- A segment on 60 Minutes bashing Cleantech entitled the Cleantech Crash has caused a lot of controversy around the web. I will just say a couple of things. First, biofuels, the woeful under-performers, are not the only thing in Greentech; successes in electric cars, wind and solar have been many. Second, the development of fracking technology took many decades, went up a lot of dead ends, and has cost a lot of tax-dollars through government support (see here). Grist has a good response to 60 Minutes here, and Robert Rapier of the blog R-Squared Energy, a contributor to the programme, has the backstory of how the segment was made here.
- With floods in the UK and freeze in the US, now is a good time to revisit a Skeptical Science post explaining the jet stream (here), whose recent volatility is the likely driver of all the turmoil. Ironically, Australia has just finished its hottest year on record (here) and has had a record-shattering start to 2014 as well. Ditto Argentina (here).
- I’ve been talking a lot about technology munching jobs recently, and am intrigued that this issue is popping up in the most unexpected places. Adam Jones in the management section of The Financial Times tells us how technology and globalisation are creating lives for white collar workers of angst and alienation befitting a Bruce Springsteen song. In the face of such burgeoning job insecurity, he advises the middle class to detach their identities from their jobs if they wish to avoid the psychological damage suffered by blue collar workers of the Springsteen-land rust belt in the 1970s and 80s.
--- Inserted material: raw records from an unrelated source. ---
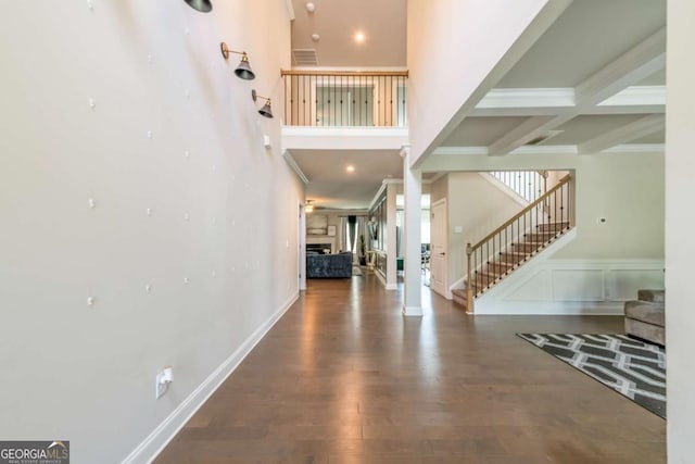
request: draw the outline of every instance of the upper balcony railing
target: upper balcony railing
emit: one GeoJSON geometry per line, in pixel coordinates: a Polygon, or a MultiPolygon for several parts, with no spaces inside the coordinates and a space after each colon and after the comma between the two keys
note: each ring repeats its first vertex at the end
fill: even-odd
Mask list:
{"type": "Polygon", "coordinates": [[[288,126],[405,127],[407,71],[282,71],[288,126]]]}

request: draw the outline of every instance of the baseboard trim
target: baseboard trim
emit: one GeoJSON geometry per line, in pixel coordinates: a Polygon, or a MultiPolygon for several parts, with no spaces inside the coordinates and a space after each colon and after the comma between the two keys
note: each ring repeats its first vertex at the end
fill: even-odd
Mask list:
{"type": "Polygon", "coordinates": [[[184,428],[186,423],[231,375],[251,350],[265,337],[273,326],[299,299],[294,293],[268,321],[261,325],[225,362],[223,362],[203,383],[191,392],[152,432],[135,449],[122,464],[151,463],[184,428]]]}
{"type": "Polygon", "coordinates": [[[377,276],[379,281],[381,281],[381,284],[383,285],[383,288],[386,288],[387,290],[397,290],[399,289],[399,285],[397,284],[387,284],[386,276],[381,273],[381,271],[375,269],[374,275],[377,276]]]}
{"type": "Polygon", "coordinates": [[[404,316],[421,316],[422,308],[421,306],[406,306],[403,305],[403,315],[404,316]]]}

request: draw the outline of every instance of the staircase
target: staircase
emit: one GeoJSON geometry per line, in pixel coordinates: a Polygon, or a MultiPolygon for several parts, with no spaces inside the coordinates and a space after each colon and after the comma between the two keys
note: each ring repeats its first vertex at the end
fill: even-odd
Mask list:
{"type": "Polygon", "coordinates": [[[472,313],[476,298],[498,285],[572,227],[570,180],[569,175],[565,176],[482,240],[473,246],[468,243],[468,274],[464,288],[452,290],[455,303],[472,313]]]}

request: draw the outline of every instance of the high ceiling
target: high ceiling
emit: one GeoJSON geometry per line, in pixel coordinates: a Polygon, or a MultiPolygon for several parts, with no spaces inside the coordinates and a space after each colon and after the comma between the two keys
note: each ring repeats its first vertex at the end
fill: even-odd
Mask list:
{"type": "Polygon", "coordinates": [[[666,2],[576,0],[442,143],[507,154],[664,143],[666,2]]]}
{"type": "MultiPolygon", "coordinates": [[[[304,1],[292,3],[293,48],[315,48],[319,67],[405,64],[405,0],[317,0],[314,13],[304,1]],[[367,37],[363,46],[352,40],[358,29],[367,37]],[[311,39],[315,32],[318,42],[311,39]]],[[[666,0],[574,0],[448,134],[442,150],[598,153],[662,143],[665,26],[666,0]]],[[[402,178],[402,160],[393,152],[292,156],[309,180],[307,198],[329,208],[366,208],[382,179],[402,178]],[[354,175],[345,175],[348,164],[354,175]]]]}
{"type": "Polygon", "coordinates": [[[405,2],[292,0],[292,50],[315,50],[319,66],[405,67],[405,2]],[[358,33],[364,35],[362,43],[355,40],[358,33]]]}
{"type": "Polygon", "coordinates": [[[323,208],[367,208],[383,179],[403,177],[397,150],[293,150],[292,158],[308,179],[306,198],[323,208]]]}

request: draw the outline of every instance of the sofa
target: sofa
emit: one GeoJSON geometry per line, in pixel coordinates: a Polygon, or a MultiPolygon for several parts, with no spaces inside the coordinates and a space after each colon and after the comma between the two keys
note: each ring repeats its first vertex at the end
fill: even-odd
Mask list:
{"type": "Polygon", "coordinates": [[[307,278],[352,277],[352,253],[318,254],[306,253],[307,278]]]}
{"type": "Polygon", "coordinates": [[[626,334],[660,346],[666,344],[666,292],[640,290],[637,299],[624,305],[626,334]]]}

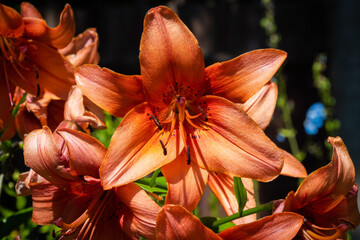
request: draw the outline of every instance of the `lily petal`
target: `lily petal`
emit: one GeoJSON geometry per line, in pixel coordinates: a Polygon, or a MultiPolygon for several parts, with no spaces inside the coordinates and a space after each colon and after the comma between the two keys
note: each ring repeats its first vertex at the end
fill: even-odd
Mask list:
{"type": "Polygon", "coordinates": [[[75,80],[91,101],[116,117],[123,117],[145,101],[138,75],[126,76],[97,65],[83,65],[77,68],[75,80]]]}
{"type": "Polygon", "coordinates": [[[178,205],[164,205],[156,219],[156,239],[221,239],[200,219],[178,205]]]}
{"type": "Polygon", "coordinates": [[[301,162],[285,150],[282,150],[282,152],[284,154],[284,166],[280,174],[289,177],[305,178],[307,172],[301,162]]]}
{"type": "Polygon", "coordinates": [[[165,204],[181,205],[193,211],[204,193],[208,172],[194,163],[187,165],[186,158],[184,150],[174,161],[161,168],[168,186],[165,204]]]}
{"type": "MultiPolygon", "coordinates": [[[[251,179],[241,179],[247,192],[247,201],[244,210],[256,207],[254,184],[251,179]]],[[[209,174],[209,187],[216,198],[221,203],[227,215],[239,212],[239,204],[234,193],[234,180],[231,176],[224,173],[211,172],[209,174]]],[[[253,222],[256,214],[238,218],[232,222],[236,225],[253,222]]]]}
{"type": "Polygon", "coordinates": [[[299,186],[294,195],[293,209],[299,209],[305,204],[320,199],[326,195],[333,202],[322,208],[327,212],[342,201],[355,183],[355,168],[340,137],[329,137],[333,146],[331,162],[311,173],[299,186]]]}
{"type": "Polygon", "coordinates": [[[135,183],[114,190],[131,212],[131,215],[124,216],[124,228],[145,238],[155,239],[156,216],[160,207],[135,183]]]}
{"type": "Polygon", "coordinates": [[[205,96],[196,105],[201,103],[211,128],[190,139],[194,162],[208,171],[260,181],[280,174],[282,151],[246,113],[221,97],[205,96]]]}
{"type": "Polygon", "coordinates": [[[99,178],[106,147],[96,138],[73,129],[60,129],[57,133],[64,138],[69,151],[71,173],[99,178]]]}
{"type": "Polygon", "coordinates": [[[238,105],[262,130],[269,125],[273,116],[278,95],[276,83],[268,82],[245,103],[238,105]]]}
{"type": "Polygon", "coordinates": [[[150,114],[152,109],[149,104],[139,104],[115,130],[100,167],[100,178],[105,190],[130,183],[155,171],[174,160],[184,149],[179,131],[176,130],[170,133],[175,134],[175,137],[171,137],[167,145],[172,151],[164,155],[160,144],[162,135],[150,114]]]}
{"type": "Polygon", "coordinates": [[[98,64],[100,57],[98,49],[98,34],[95,28],[89,28],[79,34],[59,52],[75,66],[83,64],[98,64]]]}
{"type": "Polygon", "coordinates": [[[55,48],[64,48],[75,34],[74,12],[69,4],[65,5],[60,15],[59,25],[50,28],[45,20],[24,17],[24,35],[26,38],[38,40],[55,48]]]}
{"type": "Polygon", "coordinates": [[[33,17],[43,19],[39,11],[28,2],[22,2],[20,4],[20,13],[22,17],[33,17]]]}
{"type": "Polygon", "coordinates": [[[293,239],[303,224],[296,213],[277,213],[252,223],[238,225],[219,233],[223,239],[288,240],[293,239]]]}
{"type": "Polygon", "coordinates": [[[20,37],[23,32],[21,15],[15,9],[0,4],[0,36],[20,37]]]}
{"type": "Polygon", "coordinates": [[[62,153],[47,127],[34,130],[25,137],[24,159],[26,166],[57,187],[67,186],[68,181],[75,180],[64,168],[62,153]]]}
{"type": "Polygon", "coordinates": [[[260,49],[215,63],[205,70],[208,91],[232,102],[244,103],[270,81],[286,55],[277,49],[260,49]]]}
{"type": "Polygon", "coordinates": [[[146,14],[139,59],[144,92],[152,105],[166,106],[179,89],[188,100],[201,96],[205,85],[201,49],[171,9],[159,6],[146,14]]]}

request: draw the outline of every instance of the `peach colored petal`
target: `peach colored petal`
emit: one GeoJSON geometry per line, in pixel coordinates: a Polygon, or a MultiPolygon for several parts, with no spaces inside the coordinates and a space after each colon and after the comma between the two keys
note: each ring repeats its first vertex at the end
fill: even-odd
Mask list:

- I if you were to read only three non-academic articles on the subject of technology and job destruction they would be these: 1) Martin Ford’s “Could Artificial Intelligence Cause an Unemployment Crisis” (yes, we have a crisis), 2) David Rotman in the MIT Technology Reviews’s “How Technology Is Destroying Jobs” (could perhaps be a crisis), and 3) Ben Miller and Robert Atkinson’s “Are Robots Taking Our Jobs, or Making Them?” (definitely no crisis).